Durch einen (nicht veröffentlichten) Beschluß vom 10. 10. 1963 hat das Präsidium des Ministerrates eine erneute Änderung in der juristischen Ausbildung angeordnet (vgl. „Neue Justiz“ 1964, S. 33), die von folgenden Grundgedanken getragen ist: 1. Den Studenten der Rechtswissenschaft müssen weitaus mehr als bisher gründliche Kenntnisse über die Gesetzmäßigkeiten der gesellschaftlichen Entwicklung, über die Ausnutzung der ökonomischen Gesetze des Sozialismus und über das neue ökonomische System der Planung und Leitung der Volkswirtschaft vermittelt werden, 2. alle Bewerber zum juristischen Studium sollen schon eine abgeschlossene Berufsausbildung haben, 3. das juristische Studium wird in eine Grundausbildung und eine Spezialausbildung für Justizjuristen und Wirtschaftsjuristen getrennt, 4. die bisherige Praktikantenzeit wird in das Studium in Form von zwei praktischen Semestern einbezogen.

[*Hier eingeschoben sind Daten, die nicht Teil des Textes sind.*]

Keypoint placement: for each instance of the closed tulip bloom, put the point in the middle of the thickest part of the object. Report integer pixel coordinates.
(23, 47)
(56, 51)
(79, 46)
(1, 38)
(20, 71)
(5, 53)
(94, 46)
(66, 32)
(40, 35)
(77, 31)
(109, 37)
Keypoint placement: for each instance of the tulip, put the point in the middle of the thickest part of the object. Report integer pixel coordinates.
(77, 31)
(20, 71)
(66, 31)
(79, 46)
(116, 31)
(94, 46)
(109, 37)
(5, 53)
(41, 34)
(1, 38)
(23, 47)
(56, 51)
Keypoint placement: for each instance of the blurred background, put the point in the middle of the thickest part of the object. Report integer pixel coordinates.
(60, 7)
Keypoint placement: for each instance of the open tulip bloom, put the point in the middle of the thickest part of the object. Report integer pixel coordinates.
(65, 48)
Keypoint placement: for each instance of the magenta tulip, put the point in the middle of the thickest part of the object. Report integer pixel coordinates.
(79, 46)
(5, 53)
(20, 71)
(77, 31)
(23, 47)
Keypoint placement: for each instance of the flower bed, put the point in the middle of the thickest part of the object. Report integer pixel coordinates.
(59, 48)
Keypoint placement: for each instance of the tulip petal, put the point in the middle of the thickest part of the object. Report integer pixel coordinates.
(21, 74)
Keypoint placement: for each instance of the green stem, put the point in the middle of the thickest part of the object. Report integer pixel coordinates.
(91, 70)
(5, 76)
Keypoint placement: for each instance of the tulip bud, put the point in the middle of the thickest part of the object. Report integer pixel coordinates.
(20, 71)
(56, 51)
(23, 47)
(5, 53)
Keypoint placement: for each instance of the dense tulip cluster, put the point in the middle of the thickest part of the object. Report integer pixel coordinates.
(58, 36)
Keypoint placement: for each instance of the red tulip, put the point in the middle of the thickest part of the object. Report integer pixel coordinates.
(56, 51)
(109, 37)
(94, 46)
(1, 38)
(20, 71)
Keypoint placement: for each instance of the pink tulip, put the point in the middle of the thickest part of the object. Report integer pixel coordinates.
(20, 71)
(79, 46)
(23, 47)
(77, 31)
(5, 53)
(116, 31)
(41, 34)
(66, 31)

Um diese Prinzipien durchzusetzen, wurde angeordnet, die gesamte Ausbildung orga[S. 383]nisch mit der gesellschaftlichen Praxis zu verbinden. Neben einer bereits abgeschlossenen anderen Berufsausbildung (Erziehungs- und Bildungswesen) sollen die für die Rechtspflege vorgesehenen Bewerber mindestens zwei Jahre als Facharbeiter tätig gewesen sein und sich in dieser Tätigkeit zum „Spezialisten“ qualifiziert haben. Gleichzeitig sollen sie sich die für ihren späteren Beruf notwendigen Kenntnisse über das ökonomische Grundgesetz des Sozialismus aneignen. Der juristische Beruf wird damit in der Regel also zu einem zweiten Beruf.

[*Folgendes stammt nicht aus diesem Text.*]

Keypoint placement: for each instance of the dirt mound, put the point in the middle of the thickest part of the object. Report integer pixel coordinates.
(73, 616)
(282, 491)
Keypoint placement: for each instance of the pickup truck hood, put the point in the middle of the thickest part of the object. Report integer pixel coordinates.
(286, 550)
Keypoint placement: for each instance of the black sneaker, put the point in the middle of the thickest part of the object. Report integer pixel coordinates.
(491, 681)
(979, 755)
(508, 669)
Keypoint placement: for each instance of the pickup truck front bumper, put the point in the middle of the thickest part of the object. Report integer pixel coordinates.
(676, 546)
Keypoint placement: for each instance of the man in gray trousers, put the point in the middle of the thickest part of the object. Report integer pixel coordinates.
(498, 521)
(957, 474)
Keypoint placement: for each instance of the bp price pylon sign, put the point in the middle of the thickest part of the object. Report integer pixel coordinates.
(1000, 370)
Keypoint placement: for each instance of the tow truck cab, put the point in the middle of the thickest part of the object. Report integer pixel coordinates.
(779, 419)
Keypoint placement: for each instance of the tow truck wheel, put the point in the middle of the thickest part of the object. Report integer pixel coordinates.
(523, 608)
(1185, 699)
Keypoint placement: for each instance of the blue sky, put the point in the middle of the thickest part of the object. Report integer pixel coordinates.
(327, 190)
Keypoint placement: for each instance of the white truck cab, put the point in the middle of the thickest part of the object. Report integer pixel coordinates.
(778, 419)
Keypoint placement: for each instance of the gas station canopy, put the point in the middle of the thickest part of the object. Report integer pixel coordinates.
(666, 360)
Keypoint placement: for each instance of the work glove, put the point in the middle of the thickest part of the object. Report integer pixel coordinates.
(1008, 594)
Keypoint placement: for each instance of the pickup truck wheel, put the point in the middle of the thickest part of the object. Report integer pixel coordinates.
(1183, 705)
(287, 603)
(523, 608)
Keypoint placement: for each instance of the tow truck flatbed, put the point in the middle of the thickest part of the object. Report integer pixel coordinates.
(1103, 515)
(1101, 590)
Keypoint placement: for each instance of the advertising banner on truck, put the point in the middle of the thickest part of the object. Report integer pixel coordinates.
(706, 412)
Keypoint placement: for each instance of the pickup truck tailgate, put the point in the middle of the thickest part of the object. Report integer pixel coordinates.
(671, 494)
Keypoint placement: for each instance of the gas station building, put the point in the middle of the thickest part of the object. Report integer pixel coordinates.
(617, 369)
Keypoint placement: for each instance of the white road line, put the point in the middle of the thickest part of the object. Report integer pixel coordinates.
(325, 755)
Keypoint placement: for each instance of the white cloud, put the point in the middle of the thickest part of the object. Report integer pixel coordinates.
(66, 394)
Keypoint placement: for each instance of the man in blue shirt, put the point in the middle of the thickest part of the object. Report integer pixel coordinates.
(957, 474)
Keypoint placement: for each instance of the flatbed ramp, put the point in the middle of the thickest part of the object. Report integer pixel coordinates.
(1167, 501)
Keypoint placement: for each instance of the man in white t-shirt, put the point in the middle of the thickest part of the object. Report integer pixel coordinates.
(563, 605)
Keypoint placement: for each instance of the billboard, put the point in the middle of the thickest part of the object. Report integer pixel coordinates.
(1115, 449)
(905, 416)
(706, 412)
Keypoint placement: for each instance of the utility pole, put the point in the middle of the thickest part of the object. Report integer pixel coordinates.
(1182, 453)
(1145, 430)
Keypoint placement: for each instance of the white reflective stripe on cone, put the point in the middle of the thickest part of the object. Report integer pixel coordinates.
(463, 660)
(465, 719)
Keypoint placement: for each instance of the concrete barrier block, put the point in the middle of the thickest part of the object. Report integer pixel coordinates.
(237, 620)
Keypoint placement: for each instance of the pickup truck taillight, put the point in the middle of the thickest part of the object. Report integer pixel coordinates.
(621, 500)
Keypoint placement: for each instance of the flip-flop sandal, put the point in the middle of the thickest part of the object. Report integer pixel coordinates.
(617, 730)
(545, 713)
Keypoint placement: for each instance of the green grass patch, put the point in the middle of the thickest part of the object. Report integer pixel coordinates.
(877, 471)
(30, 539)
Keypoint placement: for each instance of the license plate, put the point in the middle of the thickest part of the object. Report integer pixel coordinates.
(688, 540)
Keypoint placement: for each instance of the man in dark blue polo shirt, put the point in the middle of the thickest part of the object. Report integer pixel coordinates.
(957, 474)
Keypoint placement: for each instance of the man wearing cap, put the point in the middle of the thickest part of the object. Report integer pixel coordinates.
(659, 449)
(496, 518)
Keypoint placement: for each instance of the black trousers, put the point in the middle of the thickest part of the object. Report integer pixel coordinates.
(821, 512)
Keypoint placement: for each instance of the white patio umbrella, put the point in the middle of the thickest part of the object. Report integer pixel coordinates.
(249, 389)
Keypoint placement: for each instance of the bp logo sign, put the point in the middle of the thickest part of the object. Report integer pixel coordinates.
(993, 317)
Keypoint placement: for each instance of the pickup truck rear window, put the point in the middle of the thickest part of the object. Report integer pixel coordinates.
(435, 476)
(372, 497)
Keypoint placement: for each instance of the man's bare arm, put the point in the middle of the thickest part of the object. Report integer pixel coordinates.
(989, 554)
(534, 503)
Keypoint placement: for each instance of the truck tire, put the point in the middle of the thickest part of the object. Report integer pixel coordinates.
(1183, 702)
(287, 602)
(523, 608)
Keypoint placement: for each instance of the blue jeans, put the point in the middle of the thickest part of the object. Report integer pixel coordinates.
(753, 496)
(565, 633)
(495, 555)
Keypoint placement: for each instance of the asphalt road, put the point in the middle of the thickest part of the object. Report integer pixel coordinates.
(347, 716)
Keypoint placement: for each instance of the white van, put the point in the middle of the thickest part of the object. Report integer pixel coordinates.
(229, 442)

Das R. beginnt mit einer einheitlichen Grundausbildung, die fünf Semester dauert und mit einem Vorexamen abschließt. Sie umfaßt das gesellschaftswissenschaftliche Grundstudium, eine gründliche Ausbildung in den Fächern „Staatsrecht“ und „Theorie des Staates und des Rechts“ und die Vermittlung von Grundkenntnissen in einzelnen Rechtszweigen. Von entscheidender Bedeutung in diesem, Abschnitt ist die Vorlesung „Politische Ökonomie des Sozialismus“, aus der hervorgehen soll, daß während des gesamten Studiums die Einheit zwischen der juristischen Fachausbildung und der ökonomischen Ausbildung herzustellen ist.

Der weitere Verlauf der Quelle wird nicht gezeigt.